Are Micro Futures Liquid Enough for Day Trading?

MES and MNQ have strong liquidity during US market hours (9:30 AM-4:00 PM ET), with tight 1-tick spreads and sufficient depth for retail-sized orders. MYM, MGC, and MCL have lower volume and occasionally wider spreads, especially outside peak hours. For most prop trading purposes, micro futures are liquid enough. The exception is very large micro positions (20+ contracts) that might experience partial fills. Most prop traders don't reach that volume on a single instrument.

Can Micro Futures Be Used for Swing Trading on Prop Accounts?

Micro futures can work for swing trading on prop accounts that allow overnight holding. The small tick values ($0.50-$1.25 for equity index micros) mean overnight gaps are manageable. A 30-point overnight gap on MES costs $150 per contract, compared to $1,500 on ES. Firms with static drawdowns and overnight holding permission, such as certain Lucid Trading account types, are well-suited for micro swing trading. Check your firm's specific rules before holding any position overnight.

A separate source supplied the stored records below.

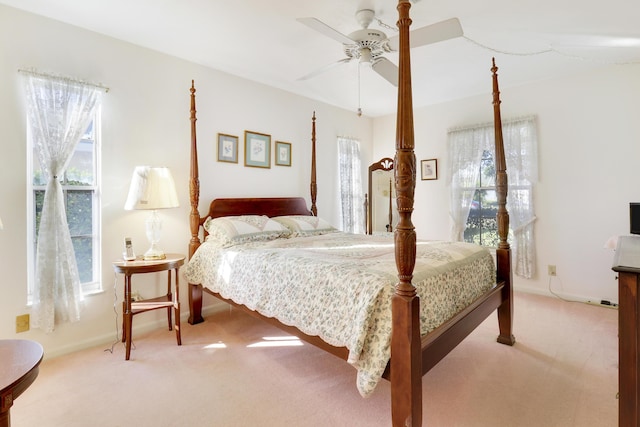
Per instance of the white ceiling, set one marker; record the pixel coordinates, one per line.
(261, 40)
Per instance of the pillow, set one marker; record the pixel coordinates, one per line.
(232, 230)
(305, 225)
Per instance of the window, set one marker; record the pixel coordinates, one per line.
(482, 226)
(350, 181)
(80, 186)
(473, 194)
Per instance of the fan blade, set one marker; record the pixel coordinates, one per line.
(323, 69)
(323, 28)
(434, 33)
(386, 69)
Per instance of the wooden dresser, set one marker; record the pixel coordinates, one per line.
(627, 264)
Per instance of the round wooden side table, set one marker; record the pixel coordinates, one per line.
(19, 366)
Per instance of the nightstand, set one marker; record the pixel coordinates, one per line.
(169, 301)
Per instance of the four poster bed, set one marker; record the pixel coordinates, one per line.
(387, 312)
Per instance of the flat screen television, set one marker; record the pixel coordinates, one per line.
(634, 218)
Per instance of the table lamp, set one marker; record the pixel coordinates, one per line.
(152, 188)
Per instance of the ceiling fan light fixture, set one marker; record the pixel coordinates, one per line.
(365, 56)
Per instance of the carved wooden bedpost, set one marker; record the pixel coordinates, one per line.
(406, 363)
(314, 186)
(503, 253)
(195, 294)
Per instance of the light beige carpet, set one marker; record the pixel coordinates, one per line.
(561, 372)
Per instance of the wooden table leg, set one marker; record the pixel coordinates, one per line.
(127, 315)
(176, 308)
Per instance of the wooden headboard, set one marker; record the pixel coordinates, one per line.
(270, 206)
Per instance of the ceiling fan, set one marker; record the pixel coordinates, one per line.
(368, 45)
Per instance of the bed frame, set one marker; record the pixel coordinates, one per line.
(411, 355)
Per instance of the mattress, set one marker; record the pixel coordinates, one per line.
(339, 286)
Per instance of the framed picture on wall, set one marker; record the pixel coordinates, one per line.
(227, 148)
(429, 169)
(283, 153)
(257, 149)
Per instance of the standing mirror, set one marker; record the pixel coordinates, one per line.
(381, 206)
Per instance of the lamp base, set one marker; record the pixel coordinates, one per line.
(153, 253)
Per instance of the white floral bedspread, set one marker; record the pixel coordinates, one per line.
(339, 286)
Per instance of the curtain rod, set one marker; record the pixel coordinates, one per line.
(56, 76)
(490, 124)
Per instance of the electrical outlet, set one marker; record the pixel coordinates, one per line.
(22, 323)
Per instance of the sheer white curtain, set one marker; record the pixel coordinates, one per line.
(465, 151)
(59, 110)
(350, 182)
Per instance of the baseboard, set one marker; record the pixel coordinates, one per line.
(566, 296)
(142, 325)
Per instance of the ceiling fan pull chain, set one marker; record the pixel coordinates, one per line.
(359, 109)
(387, 26)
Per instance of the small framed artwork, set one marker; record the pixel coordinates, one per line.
(283, 153)
(429, 169)
(227, 148)
(257, 149)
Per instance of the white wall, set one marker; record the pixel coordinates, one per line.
(146, 121)
(588, 153)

The bottom line: micro futures are the single most important tool for prop traders on accounts under 150K. They let you size positions properly, survive losing streaks, and build profit buffers without gambling your drawdown on a single contract. I passed more evaluations with 3 MES contracts than I ever did with 1 ES contract. The math is clear. Trade micros until your buffer says otherwise.